Using data from the nasaweather package, create a
scatterplot between wind and pressure, with color being used to
distinguish the type of storm.
From the below chart, we can see that wind and pressure tend to have an inverse relationship, meaning higher pressure tend to be associated with lower wind speed and lower pressure tend to be associated with higher wind speed. Among the four storm types, we find that Hurricane has the highest wind speed and lowest pressure on average; Tropical Depression has the highest pressure and lowest wind speed on average; then Extratropical and Tropical Storm have middling pressure and wind speed.
storms <- storms
ggplot(storms, aes(x = wind, y = pressure, color = type)) +
theme_bw() +
geom_point() +
labs(title = "Scatterplot of Wind vs Pressure", x = "Wind", y = "Pressure")

ggsave("scatter1.png")
knitr::include_graphics("scatter1.png")
Use the MLB_teams data in the mdsr package
to create an informative data graphic that illustrates the relationship
between winning percentage and payroll in context.
The below scatterplot plots Winning Percentage vs Payroll and overlays a best fitted line using simple linear regression on top of it along with standard error bands.
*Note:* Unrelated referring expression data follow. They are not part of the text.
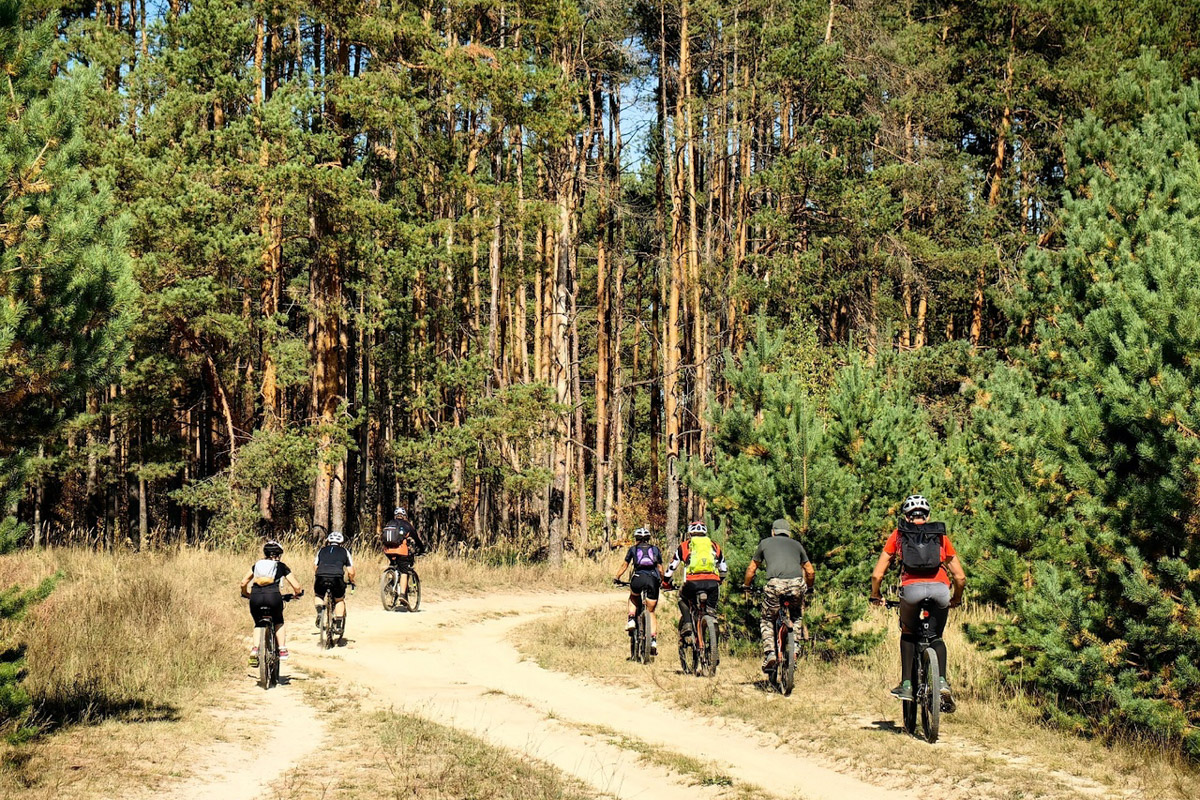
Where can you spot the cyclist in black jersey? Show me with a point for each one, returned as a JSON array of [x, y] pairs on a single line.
[[334, 570], [646, 559], [262, 585]]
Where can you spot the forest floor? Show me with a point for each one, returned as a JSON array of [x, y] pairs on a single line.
[[527, 695]]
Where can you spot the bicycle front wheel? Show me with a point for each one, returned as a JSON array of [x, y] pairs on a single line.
[[930, 697], [414, 591], [787, 663], [712, 648], [327, 623], [264, 660], [389, 589]]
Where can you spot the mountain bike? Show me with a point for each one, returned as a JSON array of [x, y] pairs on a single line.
[[699, 647], [925, 680], [787, 644], [268, 644], [640, 637], [328, 627], [389, 588]]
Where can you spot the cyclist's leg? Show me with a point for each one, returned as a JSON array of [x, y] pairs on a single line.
[[940, 594], [687, 596], [337, 588], [767, 620], [652, 602], [910, 608]]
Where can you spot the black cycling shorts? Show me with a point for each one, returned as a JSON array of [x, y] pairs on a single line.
[[647, 581], [265, 603], [329, 583]]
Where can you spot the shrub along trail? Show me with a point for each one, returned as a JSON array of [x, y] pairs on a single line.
[[453, 663]]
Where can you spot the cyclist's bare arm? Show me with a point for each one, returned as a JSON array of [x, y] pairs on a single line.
[[751, 569], [959, 578], [881, 569]]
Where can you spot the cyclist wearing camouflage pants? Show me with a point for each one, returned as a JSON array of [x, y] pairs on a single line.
[[789, 573]]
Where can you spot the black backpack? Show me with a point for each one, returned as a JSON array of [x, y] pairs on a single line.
[[921, 547]]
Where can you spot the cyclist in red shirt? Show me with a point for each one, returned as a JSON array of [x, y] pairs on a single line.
[[917, 587]]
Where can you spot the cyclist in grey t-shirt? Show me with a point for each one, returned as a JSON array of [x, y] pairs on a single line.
[[789, 573]]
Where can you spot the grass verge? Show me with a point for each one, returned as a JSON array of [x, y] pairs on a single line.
[[389, 755], [993, 747]]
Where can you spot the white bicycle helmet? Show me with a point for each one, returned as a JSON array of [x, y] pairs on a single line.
[[915, 503]]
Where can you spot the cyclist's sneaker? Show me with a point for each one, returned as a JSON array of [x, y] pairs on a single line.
[[948, 703]]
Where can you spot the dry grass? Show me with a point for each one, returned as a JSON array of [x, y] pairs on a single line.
[[993, 747], [123, 633], [389, 755], [120, 656]]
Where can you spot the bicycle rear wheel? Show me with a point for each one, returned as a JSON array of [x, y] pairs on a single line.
[[389, 589], [327, 621], [414, 591], [712, 647], [910, 707], [803, 642], [264, 665], [930, 697], [643, 626], [787, 663]]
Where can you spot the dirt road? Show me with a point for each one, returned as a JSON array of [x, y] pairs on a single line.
[[453, 663]]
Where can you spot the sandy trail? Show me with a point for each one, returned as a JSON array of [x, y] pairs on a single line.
[[453, 663]]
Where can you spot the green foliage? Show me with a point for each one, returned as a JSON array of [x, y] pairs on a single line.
[[15, 701], [65, 283], [1101, 416]]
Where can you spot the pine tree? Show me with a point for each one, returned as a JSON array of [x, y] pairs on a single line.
[[65, 286], [1110, 626], [834, 458]]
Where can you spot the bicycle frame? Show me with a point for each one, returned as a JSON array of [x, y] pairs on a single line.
[[927, 696], [701, 614], [639, 641]]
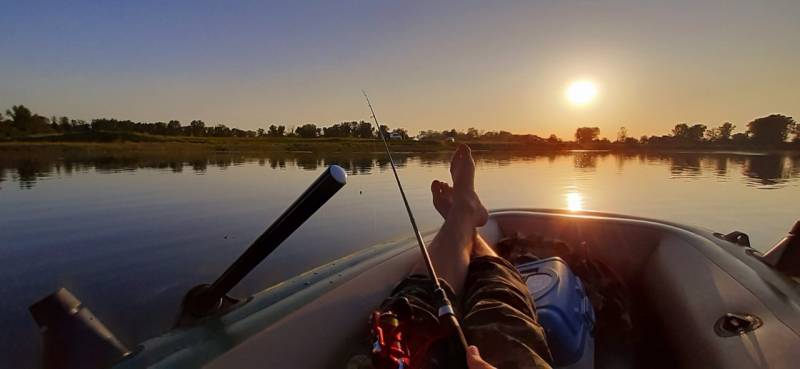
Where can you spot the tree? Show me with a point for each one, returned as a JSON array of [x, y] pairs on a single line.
[[365, 130], [587, 134], [308, 130], [197, 128], [384, 129], [400, 132], [622, 134], [770, 130], [685, 133], [173, 127], [22, 118], [696, 132], [796, 133], [276, 131]]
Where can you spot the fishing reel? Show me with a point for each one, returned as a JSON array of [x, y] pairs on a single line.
[[389, 348]]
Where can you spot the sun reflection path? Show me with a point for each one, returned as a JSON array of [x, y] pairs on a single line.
[[574, 201]]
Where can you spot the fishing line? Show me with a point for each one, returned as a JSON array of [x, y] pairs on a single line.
[[446, 313]]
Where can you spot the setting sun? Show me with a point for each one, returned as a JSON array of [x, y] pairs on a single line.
[[581, 92]]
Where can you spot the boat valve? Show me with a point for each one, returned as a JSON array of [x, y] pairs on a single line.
[[72, 336]]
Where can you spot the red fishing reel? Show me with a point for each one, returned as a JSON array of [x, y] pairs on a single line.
[[388, 349]]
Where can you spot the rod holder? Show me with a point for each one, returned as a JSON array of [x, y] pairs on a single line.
[[209, 299]]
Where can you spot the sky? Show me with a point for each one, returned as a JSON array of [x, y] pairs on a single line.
[[492, 65]]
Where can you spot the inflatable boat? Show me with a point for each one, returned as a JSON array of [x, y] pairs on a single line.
[[698, 299]]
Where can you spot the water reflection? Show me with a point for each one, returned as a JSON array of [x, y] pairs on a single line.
[[574, 201], [757, 170]]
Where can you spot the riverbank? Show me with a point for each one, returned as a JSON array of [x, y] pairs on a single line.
[[111, 142]]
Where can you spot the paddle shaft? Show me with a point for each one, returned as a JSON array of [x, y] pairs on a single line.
[[446, 312], [323, 188]]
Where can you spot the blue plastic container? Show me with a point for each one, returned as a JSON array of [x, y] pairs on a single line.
[[563, 310]]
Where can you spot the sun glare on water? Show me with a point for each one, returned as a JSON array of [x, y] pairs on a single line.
[[574, 201], [581, 92]]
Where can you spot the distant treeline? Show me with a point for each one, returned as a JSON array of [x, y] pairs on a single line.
[[773, 130]]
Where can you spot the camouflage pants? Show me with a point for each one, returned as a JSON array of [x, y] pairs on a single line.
[[496, 313]]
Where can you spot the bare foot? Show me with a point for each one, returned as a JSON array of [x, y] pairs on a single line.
[[465, 200], [442, 197]]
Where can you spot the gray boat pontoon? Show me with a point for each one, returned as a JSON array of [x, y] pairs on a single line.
[[712, 301]]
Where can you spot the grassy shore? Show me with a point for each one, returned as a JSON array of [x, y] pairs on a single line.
[[109, 142]]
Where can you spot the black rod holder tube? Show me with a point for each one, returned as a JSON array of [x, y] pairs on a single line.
[[326, 185], [205, 300]]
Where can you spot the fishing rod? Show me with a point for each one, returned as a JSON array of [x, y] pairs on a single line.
[[445, 308]]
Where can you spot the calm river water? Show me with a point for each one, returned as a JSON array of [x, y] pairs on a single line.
[[129, 235]]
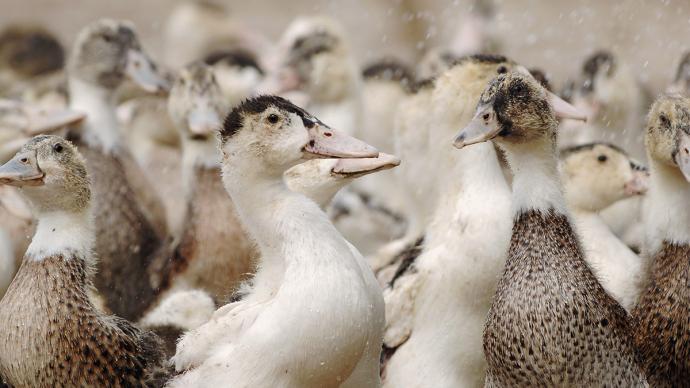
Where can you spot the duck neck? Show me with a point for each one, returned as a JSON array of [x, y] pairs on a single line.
[[667, 208], [58, 232], [98, 103], [536, 183]]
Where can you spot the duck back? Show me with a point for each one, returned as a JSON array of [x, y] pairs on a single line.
[[551, 323]]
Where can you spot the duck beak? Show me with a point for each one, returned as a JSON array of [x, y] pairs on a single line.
[[355, 168], [146, 73], [563, 109], [327, 143], [483, 127], [638, 185], [22, 170], [682, 157], [203, 121]]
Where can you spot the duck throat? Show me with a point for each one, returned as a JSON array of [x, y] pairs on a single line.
[[667, 207], [59, 232], [101, 128], [536, 183]]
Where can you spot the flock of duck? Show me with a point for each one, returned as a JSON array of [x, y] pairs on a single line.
[[241, 220]]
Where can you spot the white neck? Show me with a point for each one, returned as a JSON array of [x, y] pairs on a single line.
[[198, 154], [292, 233], [59, 231], [536, 182], [101, 127], [667, 207]]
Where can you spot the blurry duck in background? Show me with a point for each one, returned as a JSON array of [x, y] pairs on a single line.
[[130, 219], [238, 74], [309, 313], [197, 28], [52, 334], [662, 327], [212, 252], [547, 288], [595, 176]]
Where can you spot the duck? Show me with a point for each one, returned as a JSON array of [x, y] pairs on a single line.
[[213, 252], [308, 313], [550, 322], [594, 176], [681, 80], [105, 53], [437, 301], [52, 333], [238, 72], [661, 329]]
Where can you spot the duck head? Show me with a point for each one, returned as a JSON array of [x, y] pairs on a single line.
[[317, 61], [596, 175], [50, 173], [668, 132], [196, 103], [321, 179], [273, 134], [515, 108], [107, 52]]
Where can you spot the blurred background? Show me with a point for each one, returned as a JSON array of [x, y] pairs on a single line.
[[554, 35]]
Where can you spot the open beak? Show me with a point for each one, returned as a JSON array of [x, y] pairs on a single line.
[[683, 154], [355, 168], [483, 127], [22, 170], [145, 73], [327, 143], [203, 121], [638, 185]]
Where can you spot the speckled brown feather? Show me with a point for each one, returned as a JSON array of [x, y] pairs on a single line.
[[126, 242], [214, 252], [662, 318], [51, 335], [551, 323]]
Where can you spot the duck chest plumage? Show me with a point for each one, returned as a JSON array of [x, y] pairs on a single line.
[[551, 323], [662, 318], [51, 335], [126, 240]]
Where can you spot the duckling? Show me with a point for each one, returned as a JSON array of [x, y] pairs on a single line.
[[595, 176], [130, 220], [52, 335], [681, 81], [454, 276], [213, 253], [309, 312], [551, 322], [661, 315], [238, 73]]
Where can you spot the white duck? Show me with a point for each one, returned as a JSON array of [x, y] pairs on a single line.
[[436, 305], [595, 176], [307, 316]]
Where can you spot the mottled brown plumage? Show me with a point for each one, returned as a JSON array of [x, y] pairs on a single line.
[[214, 252], [662, 318], [551, 323], [126, 241], [63, 339]]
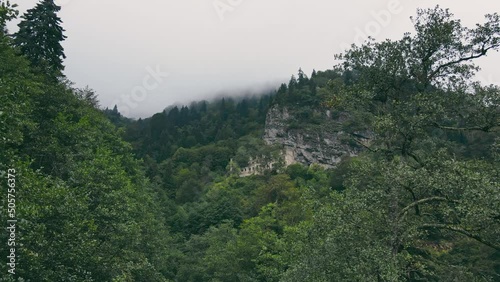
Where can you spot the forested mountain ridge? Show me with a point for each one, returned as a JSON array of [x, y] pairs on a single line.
[[103, 198]]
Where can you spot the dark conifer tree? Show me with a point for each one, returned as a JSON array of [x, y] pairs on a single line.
[[39, 38]]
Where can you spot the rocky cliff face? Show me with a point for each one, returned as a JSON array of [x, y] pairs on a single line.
[[322, 143]]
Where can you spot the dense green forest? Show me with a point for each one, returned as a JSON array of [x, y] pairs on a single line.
[[101, 197]]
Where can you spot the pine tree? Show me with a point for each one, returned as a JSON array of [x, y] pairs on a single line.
[[7, 12], [39, 37]]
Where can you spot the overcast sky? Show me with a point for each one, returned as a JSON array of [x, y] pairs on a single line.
[[124, 49]]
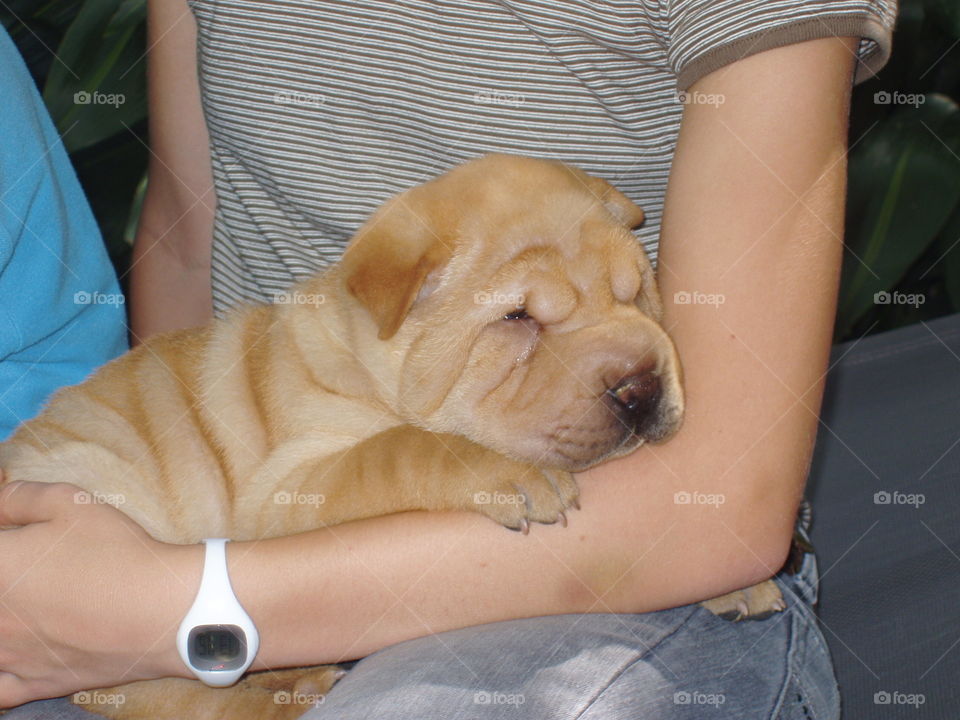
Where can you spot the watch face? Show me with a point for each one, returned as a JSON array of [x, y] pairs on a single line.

Since the slope of the best fitted line is positive, there seems to be a positive relationship between winning percentage and payroll, meaning the players who have a higher winning percentage get to be paid higher.
MLB <- MLB_teams
ggplot(MLB, aes(x = WPct, y = payroll)) +
theme_bw() +
geom_point() +
geom_smooth(method = 'lm', se = TRUE) +
labs(title = "Scatterplot of Winning Percentage vs Payroll", x = "Winning Percentage", y = "Payroll")
# ggsave("scatter2.png")
# knitr::include_graphics("scatter2.png")
The RailTrail data set from the mosaicData
package describes the usage of a rail trail in Western Massachusetts.
Use these data to answer the following questions.
volume against the high temperature that dayweekday (an indicator
of weekend/holiday vs. weekday)Based on the scatterplot of Volume vs High Temperature, there seems to be a positive relationship between volume and highest temperature during a day for both weekdays and weekends. In addition, this relationship is more positive (slope is steeper) on weekdays compared to weekends.
railtrail <- RailTrail
ggplot(railtrail, aes(x = volume, y = hightemp, color = weekday)) +
theme_bw() +
geom_point() +
geom_smooth(method = 'lm', se = FALSE) +
labs(title = "Scatterplot of Volume vs High Temperature", x = "Volume", y = "High Temperature")

ggsave("scatter3.png")
knitr::include_graphics("scatter3.png")
Using data from the nasaweather package, use the
geom_path function to plot the path of each tropical storm
in the storms data table. Use color to distinguish the
storms from one another, and use faceting to plot each year in its own
panel.
In the graph below, we plotted the path of each storm by their longitude
and latitude locations across time, and faceted the data into different
panel by year. It looks like most storms tend to go from southwest to
northeast.
ggplot(storms, aes(x=lat, y=long)) +
geom_path(aes(col=name)) +
facet_wrap(~year)

ggsave("path1.png")
knitr::include_graphics("path1.png")
Using the penguins data set from the
palmerpenguins package.
Create a scatterplot of bill_length_mm against bill_depth_mm
where individual species are colored and a regression line is added to
each species. Add regression lines to all of your facets. What do you
observe about the association of bill depth and bill length?
Based on the first scatterplot, bill length and bill depth are
positively associated for all three species, meaning the larger bill
length is, the larger bill depth is. It also looks like Chinstrap has
the steepest slope while Adelie as the flattest.
Repeat the same scatterplot but now separate your plot into
facets by species. How would you summarize the association between bill
depth and bill length.
Scatterplot 2 also shows that bill length and bill depth are positively
associated for all three species. On top of that, while Adelie and
Chinstrap have the same range for bill depth, Adelie has shorter bill
length than Chinstrap on average. Also, Chinstrap and Gentoo have the
same range for bill length, but Chinstrap has longer bill depth than
Gentoo on average.
penguins <- penguins
ggplot(penguins, aes(x = bill_length_mm, y = bill_depth_mm, color = species)) +
theme_bw() +
geom_point() +
geom_smooth(method = 'lm', se = FALSE) +
labs(title = "Scatterplot 1 of Bill Length vs Bill Depth", x = "Bill Length", y = "Bill Depth")

ggsave("scatter4.png")
knitr::include_graphics("scatter4.png")
ggplot(penguins, aes(x = bill_length_mm, y = bill_depth_mm)) +
theme_bw() +
geom_point(alpha = 0.5, color = "blue") +
geom_smooth(method = 'lm', se = FALSE) +
facet_wrap(~species) +
labs(title = "Scatterplot 2 of Bill Length vs Bill Depth", x = "Bill Length", y = "Bill Depth")

ggsave("scatter5.png")
knitr::include_graphics("scatter5.png")